Further changes have been suggested and will be considered for implementation before the release. They require changes to the command line interface which are best done with the other changes planned for 6.5.0 for prettyplot.

2.2 Libraries

Peter updated the handling of ambiguity codes by fuzznuc so that ambiguity codes in the input sequence(s) can be matched. Ambiguity codes are included in their own expansion. Escaping the code with a backslash prevents expansion so that, for example, '\S' will match only an S in the input sequences. Michael has recoded Ensembl object adaptors to have one central function to avoid redundant code. Features are mapped to slices.

Michael noted that a strndup function call in the latest BAM code is specific to the GNU C library. It compiles on other systems but fails at run time, for example on MacOSX using a BSD-style C library.

Michael noted that the include statements need to start with the ajdefine.h file to set up memcheck validation which is specified in the config.h file. Peter will update the source files.

Michael will soon commit changes to redefine domain headers for EMBASSY-related utilities as enumerated types.

Michael noted some EMBASSY packages generate many warnings when the configure files are synchronized with the main EMBOSS configure and the devwarnings options are used. These include shadowing variable names in emnu and type issues with strlen. Peterproposed committing the revised configure files and removing the more serious warnings. The configures could be changed to turn off these warnings later if they are considered harmless.

2.3. Other

3. New developments

3.1 Assemblies

Mahmut is improving BAM and SAM format support, preserving header tags from alignment content. The updated code has been tested on various public example files.

3.2 EDAM and DRCAT

Jon has cleaned up the operations branch in EDAM and will provide a copy for validation and updating of EMBOSS ACD files. Some cleanup in the data branch is still required.

3.3 Remote input

Peter has implemented HTTP and FTP URLs as valid queries for any data type.

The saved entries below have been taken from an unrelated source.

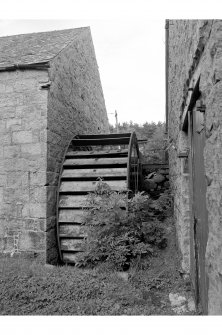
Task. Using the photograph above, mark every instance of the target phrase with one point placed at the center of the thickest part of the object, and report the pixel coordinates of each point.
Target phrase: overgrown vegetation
(154, 133)
(121, 229)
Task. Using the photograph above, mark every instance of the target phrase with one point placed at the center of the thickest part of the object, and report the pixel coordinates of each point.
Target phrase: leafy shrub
(119, 229)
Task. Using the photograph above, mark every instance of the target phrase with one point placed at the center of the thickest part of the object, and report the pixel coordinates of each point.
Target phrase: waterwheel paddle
(112, 157)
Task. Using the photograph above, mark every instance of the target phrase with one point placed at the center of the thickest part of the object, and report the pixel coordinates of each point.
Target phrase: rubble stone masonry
(23, 122)
(40, 112)
(192, 44)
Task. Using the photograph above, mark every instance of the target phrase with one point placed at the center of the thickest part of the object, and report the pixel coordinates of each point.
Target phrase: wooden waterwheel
(112, 157)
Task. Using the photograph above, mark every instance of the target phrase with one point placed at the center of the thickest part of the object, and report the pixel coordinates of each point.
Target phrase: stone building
(50, 91)
(194, 122)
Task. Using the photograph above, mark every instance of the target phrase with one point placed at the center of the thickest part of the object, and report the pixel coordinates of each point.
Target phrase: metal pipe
(166, 70)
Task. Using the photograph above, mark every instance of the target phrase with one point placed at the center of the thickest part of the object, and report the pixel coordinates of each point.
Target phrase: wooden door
(199, 219)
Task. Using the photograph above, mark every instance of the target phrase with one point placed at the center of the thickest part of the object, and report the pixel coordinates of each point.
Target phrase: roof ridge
(45, 32)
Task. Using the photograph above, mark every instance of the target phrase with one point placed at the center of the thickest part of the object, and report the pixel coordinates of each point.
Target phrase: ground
(29, 288)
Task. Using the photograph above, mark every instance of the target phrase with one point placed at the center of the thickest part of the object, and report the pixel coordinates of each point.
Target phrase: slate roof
(35, 47)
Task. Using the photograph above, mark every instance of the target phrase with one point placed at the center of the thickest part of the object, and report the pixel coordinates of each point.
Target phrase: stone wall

The input string has to be treated as the whole URL. We can implement new qualifiers like -iformat to specify the query and the offset (we need an alternative to the %offset syntax on Windows in any case) but it is not easy to find a suitable name for these qualifiers.

3.4 Variation data

Peter has implemented variationget to read and write VCF variation data files in 4.0 and 4.1 formats. The code needs further testing and will be committed in a few days.

Mahmut has looked in the the binary BCF format which uses a BAM index for VCF and GFF files with indexing of intervals. The BCF code in samtools is not complex and can be used as a model for this format.

3.5 EDAM

4. Administration

All systems recovered after the weekend shutdown.

5. Documentation and Training

Jon still needs a final review of the new website, and we need to seek permission to use the new book covers as a logo.

Peter will request EBI E-Learning accounts to set up test courses. The primary contact will be Jon.

6. User queries and answers

All done.

7. AOB

None.

8. Date Of Next Meeting

The next EMBOSS meeting will be on Monday 7th November.